Театр и военные действия. История прифронтового города - страница 2



. После обедни, когда все министерство во главе с царем подходили к кресту, меня уже в соборе не было. Я выбрался из собора через боковой выход и через Александровский сад добежал до деревянного тогда Дворцового моста. Там уже было много народу, но я пробрался к самому краю, откуда было все хорошо видно, что происходит в часовне, куда на рысаках стало подъезжать разное начальство, потом прибыл сам царь в сопровождении градоначальника. Их приветствовали артиллерийским салютом. Всего ожидался 101 выстрел, который производила артиллерийская батарея, развернутая на той стороне Невы, подле Зоологического сада. Вдруг одна из пушек выпустила не салютационный, а боевой снаряд, который попал во дворец, там разорвался так, что посыпались стекла в окнах. Из часовни высыпали люди, бросившиеся в разные стороны. Одни бежали к дворцу, другие к дворцовому саду, где кучера ждали своих седоков. Паника поднялась жуткая. Раздался крик: «Казаки!», и все бросились с моста. Действительно на мосту показались казаки, которые стали бить плетьми народ. Мы, несколько человек, сойдя на лед, побежали к часовне водосвятия и там стояли, пока не улеглась паника. Домой я вернулся только к вечеру, рассказав дяде с тетей, как все было. Дядя стал ругаться, грозился отправить обратно домой и запретил мне выходить из дому на улицу…
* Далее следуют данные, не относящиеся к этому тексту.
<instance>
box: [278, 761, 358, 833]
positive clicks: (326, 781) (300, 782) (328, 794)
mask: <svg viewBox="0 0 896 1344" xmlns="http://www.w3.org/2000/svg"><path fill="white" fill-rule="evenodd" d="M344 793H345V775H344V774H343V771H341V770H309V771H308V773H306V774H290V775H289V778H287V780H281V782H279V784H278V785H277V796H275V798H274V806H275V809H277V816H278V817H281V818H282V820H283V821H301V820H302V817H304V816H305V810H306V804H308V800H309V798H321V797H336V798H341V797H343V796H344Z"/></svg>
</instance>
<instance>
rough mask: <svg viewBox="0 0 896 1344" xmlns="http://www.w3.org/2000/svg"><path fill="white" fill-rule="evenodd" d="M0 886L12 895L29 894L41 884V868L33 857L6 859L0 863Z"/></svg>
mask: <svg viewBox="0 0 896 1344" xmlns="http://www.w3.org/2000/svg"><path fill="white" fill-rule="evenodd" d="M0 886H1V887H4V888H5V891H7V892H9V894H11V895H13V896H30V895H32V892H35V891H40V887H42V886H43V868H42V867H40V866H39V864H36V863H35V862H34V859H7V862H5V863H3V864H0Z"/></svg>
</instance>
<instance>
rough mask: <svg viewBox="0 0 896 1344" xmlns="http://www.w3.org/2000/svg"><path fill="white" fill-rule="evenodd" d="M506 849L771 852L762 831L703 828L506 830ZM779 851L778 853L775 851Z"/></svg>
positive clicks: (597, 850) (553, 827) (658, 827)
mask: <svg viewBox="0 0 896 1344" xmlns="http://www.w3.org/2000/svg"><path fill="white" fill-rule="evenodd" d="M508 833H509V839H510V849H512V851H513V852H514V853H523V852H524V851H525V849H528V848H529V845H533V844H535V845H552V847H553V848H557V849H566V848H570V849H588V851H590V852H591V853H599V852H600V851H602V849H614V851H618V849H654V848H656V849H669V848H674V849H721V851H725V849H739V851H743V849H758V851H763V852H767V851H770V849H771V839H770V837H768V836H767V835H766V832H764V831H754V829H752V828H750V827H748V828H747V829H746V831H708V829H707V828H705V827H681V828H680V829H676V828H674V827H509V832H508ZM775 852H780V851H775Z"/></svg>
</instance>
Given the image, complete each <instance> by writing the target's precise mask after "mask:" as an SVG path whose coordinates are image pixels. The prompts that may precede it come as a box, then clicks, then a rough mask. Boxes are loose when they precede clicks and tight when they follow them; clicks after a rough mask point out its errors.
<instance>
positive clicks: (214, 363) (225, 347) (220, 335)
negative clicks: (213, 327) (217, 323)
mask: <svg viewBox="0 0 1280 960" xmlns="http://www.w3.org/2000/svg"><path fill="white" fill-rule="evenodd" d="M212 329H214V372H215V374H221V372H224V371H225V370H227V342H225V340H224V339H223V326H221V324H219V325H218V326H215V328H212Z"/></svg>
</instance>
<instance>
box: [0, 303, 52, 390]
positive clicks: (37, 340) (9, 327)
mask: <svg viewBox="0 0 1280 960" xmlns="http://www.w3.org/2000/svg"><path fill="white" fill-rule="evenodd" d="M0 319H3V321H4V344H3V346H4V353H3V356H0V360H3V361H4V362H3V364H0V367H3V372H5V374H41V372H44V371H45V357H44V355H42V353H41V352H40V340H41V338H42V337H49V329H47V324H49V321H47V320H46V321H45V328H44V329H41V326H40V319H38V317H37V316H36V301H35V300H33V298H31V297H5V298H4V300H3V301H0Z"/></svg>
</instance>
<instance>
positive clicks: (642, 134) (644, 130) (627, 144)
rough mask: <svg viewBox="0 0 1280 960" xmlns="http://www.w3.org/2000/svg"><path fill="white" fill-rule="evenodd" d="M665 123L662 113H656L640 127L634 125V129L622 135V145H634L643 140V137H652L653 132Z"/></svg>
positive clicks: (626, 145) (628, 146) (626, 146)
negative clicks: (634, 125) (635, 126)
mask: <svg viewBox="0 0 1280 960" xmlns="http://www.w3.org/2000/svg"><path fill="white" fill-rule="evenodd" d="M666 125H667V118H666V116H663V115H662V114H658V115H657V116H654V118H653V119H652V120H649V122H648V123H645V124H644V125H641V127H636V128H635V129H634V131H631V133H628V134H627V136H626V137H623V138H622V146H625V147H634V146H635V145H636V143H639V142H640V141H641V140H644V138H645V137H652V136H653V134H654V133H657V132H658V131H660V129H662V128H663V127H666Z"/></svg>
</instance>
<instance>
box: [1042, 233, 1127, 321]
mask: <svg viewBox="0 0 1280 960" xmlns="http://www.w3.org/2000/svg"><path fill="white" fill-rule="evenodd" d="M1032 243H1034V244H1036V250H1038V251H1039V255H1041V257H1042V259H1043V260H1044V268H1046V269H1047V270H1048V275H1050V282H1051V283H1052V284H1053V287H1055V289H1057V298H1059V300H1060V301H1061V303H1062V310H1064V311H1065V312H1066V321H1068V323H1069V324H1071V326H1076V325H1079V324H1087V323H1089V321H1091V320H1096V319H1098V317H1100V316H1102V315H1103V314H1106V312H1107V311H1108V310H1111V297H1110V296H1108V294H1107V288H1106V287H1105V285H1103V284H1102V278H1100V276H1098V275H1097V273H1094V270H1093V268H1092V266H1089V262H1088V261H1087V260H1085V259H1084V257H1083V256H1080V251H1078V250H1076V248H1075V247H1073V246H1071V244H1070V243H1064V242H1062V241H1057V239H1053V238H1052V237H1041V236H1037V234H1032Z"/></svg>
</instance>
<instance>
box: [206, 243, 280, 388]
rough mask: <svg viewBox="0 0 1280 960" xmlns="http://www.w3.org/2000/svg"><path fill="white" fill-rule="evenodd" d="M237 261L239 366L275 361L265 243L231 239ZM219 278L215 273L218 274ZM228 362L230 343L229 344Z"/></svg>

Свидетельство о «Кровавом воскресенье»

Два дня пришлось просидеть «под домашним арестом», но 8-го января дядя Миша вдруг прибежал домой днем и сказал, что в гостиницу «Старая Рига» пришли люди из Охранного отделения и велели всем служащим, кроме нескольких человек, из гостиницы уходить. Дяде, как старшему швейцару, и еще нескольким служащим велели оставаться, но предупредили, что в гостинице будут располагаться агенты «охранки», и они будут при них. Так как неизвестно было, сколько это будет продолжаться, дядю отпустили домой собраться и предупредить родственников. Он предупредил, что, скорее всего, он будет дежурить несколько дней к ряду, а нам с тетей Полей велел утром 9 числа уходить в гости к родственникам Ярославцевым, жившим в Казачьем переулке. Прихватив с собой кое-какие нужные вещи, дядя Миша попрощался и ушел.

Утром пошли мы с тетей Полей к Ярославцевым и застали там гостившую у хозяев монашку, которая родом была из наших Гор. Она была родной тетей тети Поли. Очень монашке не нравилось то, что творится в Питере. Заодно ругнула она и мою мать, отправившую меня «постреленка» в город, где такие страсти творятся. Поругав то и се, монашенка та сказал тете Поле, что завтра же поедет домой и меня с собой возьмет. Но тетя ответила, что никуда меня не отпустит, потому что она обещала устроить меня на работу и свое слово, данное Евгении Ивановне (моей матушке), она сдержит[6]. После этих слов я облегченно вздохнул.

После обеда мы от Ярославцевых пошли домой и около 4 часов дня проходили по Гороховой улице. До моста через Фонтанку дошли спокойно, но ближе к мосту стал попадаться народ, ходивший с Гапоном к дворцу с петицией. Полиция стояла кордонами и требовала идти по тротуару, не скапливаться больше 3–4 человек и не заводить никаких разговоров. Мы с тетей шли молча и так дошли до Екатерининского канала, и там на Горбатом мосту вспыхнула потасовка – народ расправлялся с полицейскими в светлых шинелях, посланных для разгона митингующих. Полицейских сбрасывали через перила моста на лед. Упав, ударившись об лед, они кое-как поднимались и спешили спрятаться под мостом.